Она вскрикнула от боли (а может, от страха?) и свободной рукой вцепилась ему в волосы.
Адомас отшвырнул ее, словно котенка, и встал. Его била дрожь.
— Дурак! Ты еще пьян со вчерашнего. Странный способ показывать свою ревность.
— К кому ревность? К дряхлому старцу, кости которого уже сгнили в Сибири? — Адомас вылил в бокал остатки пива, расплескав на стол, выпил и снова развалился на диване. — Все вы на удивление сентиментальны, когда вам это выгодно. Тычете этой своей совестью всем в глаза, словно у вас на нее монополия. Нашла издыхающего паршивца, надо ему помочь — совесть; выполнил гражданский долг, но из-за этого погиб человек, — совесть; изменяет мужу, которого никогда не любила, — опять совесть заедает. Может, скажешь, что любила своего бургомистра? Ну, скажи «да», что для тебя лишний раз соврать доброму другу. Молчишь? Нет, Милда, тебе нужна была не любовь, а имя, деньги, положение в обществе. Ты бы согласилась выйти за полную развалину, будь он «фигурой» и имей двухэтажный дом плюс пятнадцать тысяч в банке.
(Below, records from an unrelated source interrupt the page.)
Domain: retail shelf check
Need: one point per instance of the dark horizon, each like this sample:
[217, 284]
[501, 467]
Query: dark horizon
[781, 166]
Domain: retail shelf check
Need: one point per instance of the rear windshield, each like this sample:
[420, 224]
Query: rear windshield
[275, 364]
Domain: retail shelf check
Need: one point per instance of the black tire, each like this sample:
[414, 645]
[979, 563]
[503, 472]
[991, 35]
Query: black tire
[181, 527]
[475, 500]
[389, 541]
— Он меня любил, — холодно ответила Милда.
— А я?! — воскликнул Адомас.
— Ты? На словах — да, а когда надо было доказать свою любовь делом, Адомаса как ветром сдуло.
— Надо было повременить — мать рано или поздно уступила бы. А тебе загорелось…
— Ждать? Чего? Смерти Катре Курилки? Такую ведьму и за сто лет топором не убьешь.
— Я же тебя любил, и как любил! Думаешь, не было девок, и не таких голодранок, как ты, мог любую выбрать, а ведь я здесь… Любящая женщина терпеливо ждала бы… Год, пять, десять, всю жизнь, если надо. Ждала бы, ждала, ждала… Настоящая любовь, разумеется, если это настоящая любовь…
— Не лицемерь, Адомас. Настоящая любовь не побоялась бы лишиться отцовского наследства.
Адомас язвительно рассмеялся.
— А тебе оно было ни к чему, наследство-то? Нет, ты не из таких, отнюдь не из таких, лапочка. Любовь для тебя — пирожное к кофе. Конечно, когда брюхо набито.
Милда вскочила с дивана, бросилась к столику с приемником, повернула регулятор. Оглушительная музыка забила последние слова Адомаса.
— Заткни эту адскую машину, черт побери! — в бешенстве крикнул он.
Она стояла спиной к нему. Одна рука на столике, другая прижата к груди. Изящная, миниатюрная, великолепно сложена: большая белая кукла со склоненной на плечо головкой, в которой больше ума, чем полагается красивой женщине, но не столько, чтобы в критическую минуту суметь побороть свое сердце. Адомас в отчаянии смотрел на нее (ах, какая знакомая поза!) и со страхом понимал, что все, столько времени державшее их вместе, не просто игра — он по-настоящему любит Милду; пожалуй, не так наивно, бурно, как в те времена, когда она носила плиссированное гимназическое платье и заплетала свои белокурые волосы в две толстые косы, но любит, ей-богу, любит. Он подошел и выключил радио.